Background information
- Born: Glen Edward Buxton November 10, 1947 Akron, Ohio, U.S.
- Died: October 19, 1997 (aged 49) Mason City, Iowa, U.S.
- Genres: Shock rock; rock; hard rock; heavy metal;
- Occupation: Musician
- Instruments: Guitar

= Glen Buxton =

American guitarist (1947–1997)

Glen Edward Buxton (November 10, 1947 – October 19, 1997) was an American guitarist who played lead guitar for the rock band Alice Cooper. In 2003, Rolling Stone magazine ranked him number 90 on its list of the "100 Greatest Guitarists of All Time". In 2011, Buxton was posthumously inducted into the Rock and Roll Hall of Fame as a member of the original Alice Cooper band.

== Early life ==
Born in Akron, Ohio, Buxton moved to Phoenix, Arizona, and attended Cortez High School. Cortez High School had a paper called the Tip Sheet which detailed events going on at the school. Alongside Dennis Dunaway and Vince Furnier, Glen Buxton contributed to the school paper. His contribution was as photographer. Dunaway was sports writer for the paper and Furnier was writer of a witty editorial column. In 1964, at Cortez High School, he made his debut in a rock band called The Earwigs. It was composed of fellow high school students Dennis Dunaway, Vincent Furnier, John Tatum and John Speer. At the onset, Buxton was the only member who could play an instrument, and thus taught some of the other members to play after the group decided to take a shot at becoming a real band. They became popular locally, and changed their name to The Spiders in 1965 and later to The Nazz in 1967. In 1966–67, guitarist John Tatum and drummer John Speer left the group, and rhythm guitarist/keyboardist Michael Bruce and drummer Neal Smith joined. In 1968, to avoid legal entanglements with the Todd Rundgren-led Nazz the group changed their name to Alice Cooper, premiering their new name at their performance at the Santa Barbara County Fairgrounds on March 20, 1968.

== Alice Cooper ==
Buxton was the co-writer of hit songs like "School's Out", "I'm Eighteen", "Elected," and "10 Minutes Before the Worm". He is credited as lead guitarist on seven albums by Alice Cooper, including the chart-topping Billion Dollar Babies. However, he was "not invited" to play on 1973's Muscle of Love and does not appear, although he is credited due to management's concerns about band image with the fans. Buxton had co-written four songs for Muscle of Love but does not play on any of them. According to drummer Neal Smith, the absence was due to "problems that Glen was having with the demons of rock and roll at that particular time..." The band sought out other guitar players to fill in, including Dick Wagner and fellow Cortez High School alum Mick Mashbir.

In an interview with Marc Maron, according to Alice Cooper, "Glen ended up being one of the great rock guitar players of all time. He created 'School's Out'. He created all that stuff." In a separate interview, Cooper stated, "Glen was not a songwriter. He would write riffs, though. They would show up on the album, and even great guitar players would say, 'What is that line? It's so weird, but it's catchy.' Mike (Bruce) was much more into chord structure. So, Glen was always sort of our icing on the cake."
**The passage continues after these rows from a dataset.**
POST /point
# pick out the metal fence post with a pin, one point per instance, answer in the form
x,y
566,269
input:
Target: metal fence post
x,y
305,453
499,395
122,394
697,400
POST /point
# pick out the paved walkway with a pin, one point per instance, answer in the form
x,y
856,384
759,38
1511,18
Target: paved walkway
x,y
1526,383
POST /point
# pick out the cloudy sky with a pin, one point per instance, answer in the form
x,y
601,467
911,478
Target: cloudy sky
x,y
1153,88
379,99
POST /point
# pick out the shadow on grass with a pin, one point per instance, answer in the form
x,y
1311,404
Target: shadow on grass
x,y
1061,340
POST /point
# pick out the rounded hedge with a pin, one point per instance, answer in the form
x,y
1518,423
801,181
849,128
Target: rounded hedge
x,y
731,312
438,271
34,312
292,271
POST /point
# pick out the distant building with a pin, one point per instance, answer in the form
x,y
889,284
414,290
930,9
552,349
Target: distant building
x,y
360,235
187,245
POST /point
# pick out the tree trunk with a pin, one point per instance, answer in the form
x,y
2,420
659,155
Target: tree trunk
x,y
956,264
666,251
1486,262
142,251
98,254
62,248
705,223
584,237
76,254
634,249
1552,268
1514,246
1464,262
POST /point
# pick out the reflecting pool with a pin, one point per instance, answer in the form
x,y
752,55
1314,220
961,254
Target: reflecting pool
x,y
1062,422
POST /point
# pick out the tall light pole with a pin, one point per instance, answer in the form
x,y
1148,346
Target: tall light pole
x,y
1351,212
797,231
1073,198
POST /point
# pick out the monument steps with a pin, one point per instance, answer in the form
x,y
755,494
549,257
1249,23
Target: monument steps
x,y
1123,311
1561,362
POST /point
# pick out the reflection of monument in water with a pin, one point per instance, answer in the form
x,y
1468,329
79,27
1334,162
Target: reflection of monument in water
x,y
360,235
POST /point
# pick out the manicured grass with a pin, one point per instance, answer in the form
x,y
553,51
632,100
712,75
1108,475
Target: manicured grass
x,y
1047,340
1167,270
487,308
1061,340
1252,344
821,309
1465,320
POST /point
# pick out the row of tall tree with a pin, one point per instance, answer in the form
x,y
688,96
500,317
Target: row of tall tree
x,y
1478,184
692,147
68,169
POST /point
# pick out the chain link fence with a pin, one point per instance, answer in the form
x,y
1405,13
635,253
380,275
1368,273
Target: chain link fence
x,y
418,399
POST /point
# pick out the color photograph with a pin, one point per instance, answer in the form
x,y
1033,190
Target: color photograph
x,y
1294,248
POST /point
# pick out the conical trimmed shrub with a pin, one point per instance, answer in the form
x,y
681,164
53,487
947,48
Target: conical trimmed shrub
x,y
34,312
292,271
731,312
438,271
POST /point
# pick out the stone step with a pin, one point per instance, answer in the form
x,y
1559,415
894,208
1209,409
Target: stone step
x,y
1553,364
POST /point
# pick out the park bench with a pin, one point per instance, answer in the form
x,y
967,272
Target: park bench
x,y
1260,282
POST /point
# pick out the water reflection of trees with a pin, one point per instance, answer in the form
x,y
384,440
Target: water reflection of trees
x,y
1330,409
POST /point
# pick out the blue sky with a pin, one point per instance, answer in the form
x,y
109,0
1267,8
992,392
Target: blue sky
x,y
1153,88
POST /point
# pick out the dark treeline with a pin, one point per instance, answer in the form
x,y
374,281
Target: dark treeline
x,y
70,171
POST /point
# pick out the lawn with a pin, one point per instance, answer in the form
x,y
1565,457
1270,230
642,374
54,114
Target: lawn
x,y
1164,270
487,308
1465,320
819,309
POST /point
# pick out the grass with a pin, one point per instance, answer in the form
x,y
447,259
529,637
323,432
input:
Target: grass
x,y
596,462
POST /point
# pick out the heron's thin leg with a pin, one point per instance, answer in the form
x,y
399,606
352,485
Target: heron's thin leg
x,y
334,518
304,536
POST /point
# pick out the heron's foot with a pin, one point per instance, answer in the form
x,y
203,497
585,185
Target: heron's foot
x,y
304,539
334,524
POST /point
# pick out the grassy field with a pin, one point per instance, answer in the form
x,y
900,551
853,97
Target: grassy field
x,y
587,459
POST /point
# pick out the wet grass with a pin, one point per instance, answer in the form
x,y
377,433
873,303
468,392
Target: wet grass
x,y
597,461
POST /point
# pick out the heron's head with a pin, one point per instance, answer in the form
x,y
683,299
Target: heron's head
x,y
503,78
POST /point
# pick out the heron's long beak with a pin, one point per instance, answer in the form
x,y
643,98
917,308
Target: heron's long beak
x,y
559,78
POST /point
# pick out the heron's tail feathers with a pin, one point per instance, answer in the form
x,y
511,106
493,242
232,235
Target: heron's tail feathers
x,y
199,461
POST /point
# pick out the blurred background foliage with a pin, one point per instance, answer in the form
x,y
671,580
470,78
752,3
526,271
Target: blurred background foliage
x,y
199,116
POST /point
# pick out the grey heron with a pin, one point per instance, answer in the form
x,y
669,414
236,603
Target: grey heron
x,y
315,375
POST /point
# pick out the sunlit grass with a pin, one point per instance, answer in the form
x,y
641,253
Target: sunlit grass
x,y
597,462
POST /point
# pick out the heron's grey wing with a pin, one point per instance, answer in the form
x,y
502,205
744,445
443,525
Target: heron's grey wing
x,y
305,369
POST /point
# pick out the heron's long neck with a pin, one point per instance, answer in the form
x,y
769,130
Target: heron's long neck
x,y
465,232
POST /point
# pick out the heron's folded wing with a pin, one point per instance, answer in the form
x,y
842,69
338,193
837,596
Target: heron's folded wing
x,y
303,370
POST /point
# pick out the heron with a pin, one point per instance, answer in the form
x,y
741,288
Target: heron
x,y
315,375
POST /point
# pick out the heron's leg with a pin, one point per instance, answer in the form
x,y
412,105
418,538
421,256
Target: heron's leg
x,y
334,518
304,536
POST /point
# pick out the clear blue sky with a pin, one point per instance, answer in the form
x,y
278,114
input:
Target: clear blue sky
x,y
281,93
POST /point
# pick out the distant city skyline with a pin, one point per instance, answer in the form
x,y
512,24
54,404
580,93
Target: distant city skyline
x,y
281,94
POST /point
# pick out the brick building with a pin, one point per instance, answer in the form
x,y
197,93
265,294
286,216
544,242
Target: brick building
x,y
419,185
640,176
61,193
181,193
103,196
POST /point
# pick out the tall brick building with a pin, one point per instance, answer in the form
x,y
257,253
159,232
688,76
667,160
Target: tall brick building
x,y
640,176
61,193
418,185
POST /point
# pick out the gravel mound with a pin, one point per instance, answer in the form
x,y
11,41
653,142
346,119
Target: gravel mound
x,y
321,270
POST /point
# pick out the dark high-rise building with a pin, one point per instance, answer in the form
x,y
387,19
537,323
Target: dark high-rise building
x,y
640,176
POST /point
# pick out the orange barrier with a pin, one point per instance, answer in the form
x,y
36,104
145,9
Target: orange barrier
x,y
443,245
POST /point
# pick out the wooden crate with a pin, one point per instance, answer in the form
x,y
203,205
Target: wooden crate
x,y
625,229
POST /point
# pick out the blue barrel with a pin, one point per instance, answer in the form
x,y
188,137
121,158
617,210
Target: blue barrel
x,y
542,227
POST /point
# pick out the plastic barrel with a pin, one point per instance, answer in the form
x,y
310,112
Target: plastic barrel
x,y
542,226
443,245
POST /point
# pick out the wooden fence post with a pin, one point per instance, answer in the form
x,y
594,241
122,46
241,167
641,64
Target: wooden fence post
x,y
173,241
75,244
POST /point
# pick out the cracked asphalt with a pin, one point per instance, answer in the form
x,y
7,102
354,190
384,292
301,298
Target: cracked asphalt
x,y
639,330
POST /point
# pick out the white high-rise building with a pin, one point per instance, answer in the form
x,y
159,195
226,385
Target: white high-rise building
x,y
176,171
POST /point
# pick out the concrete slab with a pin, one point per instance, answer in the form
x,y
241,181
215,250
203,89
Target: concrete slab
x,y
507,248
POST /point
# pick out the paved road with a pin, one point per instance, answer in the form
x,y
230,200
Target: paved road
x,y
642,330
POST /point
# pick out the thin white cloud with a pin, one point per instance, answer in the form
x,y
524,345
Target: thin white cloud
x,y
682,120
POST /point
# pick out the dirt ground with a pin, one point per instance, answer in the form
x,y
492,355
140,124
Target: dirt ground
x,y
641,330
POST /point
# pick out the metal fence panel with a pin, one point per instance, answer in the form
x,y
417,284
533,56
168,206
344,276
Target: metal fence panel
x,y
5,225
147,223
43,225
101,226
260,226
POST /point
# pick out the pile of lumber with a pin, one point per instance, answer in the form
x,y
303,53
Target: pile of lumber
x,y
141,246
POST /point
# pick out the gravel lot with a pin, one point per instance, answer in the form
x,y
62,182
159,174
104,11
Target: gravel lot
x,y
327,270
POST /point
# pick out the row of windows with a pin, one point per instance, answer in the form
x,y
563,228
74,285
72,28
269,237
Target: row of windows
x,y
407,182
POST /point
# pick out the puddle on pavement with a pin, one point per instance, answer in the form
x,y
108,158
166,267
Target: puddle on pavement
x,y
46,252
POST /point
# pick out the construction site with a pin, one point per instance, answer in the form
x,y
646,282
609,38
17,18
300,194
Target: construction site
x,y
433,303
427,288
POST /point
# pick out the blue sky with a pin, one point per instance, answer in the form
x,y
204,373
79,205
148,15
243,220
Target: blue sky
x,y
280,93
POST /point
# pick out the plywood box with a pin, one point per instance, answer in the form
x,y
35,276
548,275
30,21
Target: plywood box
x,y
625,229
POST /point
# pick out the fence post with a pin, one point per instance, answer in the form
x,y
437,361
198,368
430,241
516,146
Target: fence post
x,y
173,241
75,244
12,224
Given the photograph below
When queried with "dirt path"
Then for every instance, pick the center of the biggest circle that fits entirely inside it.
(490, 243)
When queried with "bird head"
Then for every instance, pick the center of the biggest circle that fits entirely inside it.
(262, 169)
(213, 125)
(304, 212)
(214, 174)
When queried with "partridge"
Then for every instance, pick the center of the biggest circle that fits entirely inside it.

== Post Alice Cooper years ==
Throughout the late 1970s and 1980s, Buxton maintained a low profile, playing only occasional club gigs with bands like Shrapnel and Virgin.
In the 1990s, Buxton lived in Clarion, Iowa, performing with local artists. In 1994 Buxton founded the band Buxton-Flynn with his long time friend, Michael Flynn. The band played shows throughout southern Minnesota and north Iowa.

== Death ==
Buxton died of complications from pneumonia at a hospital in Mason City, Iowa, on October 19, 1997, aged 49. He had recently spent time visiting and playing music with two of his Alice Cooper bandmates and longtime friends, Michael Bruce and Neal Smith. With bassist Richie Scarlet (Frehley's Comet) filling in for Buxton's longtime friend and Alice Cooper bandmate Dennis Dunaway (who was unable to attend due to illness), and John Glenn on keyboards, Buxton, Smith, and Bruce performed on a morning radio show in Houston on October 10, 1997, and performed a concert at nightclub Area 51 in Houston on October 12, 1997. Buxton mentioned having some pain at the nightclub and his friends urged him to see a doctor, but Buxton replied he would wait until he got home. On October 19, his fiancée drove him to the hospital near his home in Clarion, Iowa, where he died of viral pneumonia. He is buried in Evergreen Cemetery in Clarion, Iowa.

== Discography ==
=== with Alice Cooper ===
- Pretties for You (1969)
- Easy Action (1970)
- Love It to Death (1971)
- Killer (1971)
- School's Out (1972)
- Billion Dollar Babies (1973)
- Muscle of Love (1973) (Songwriting only; does not play on the album.)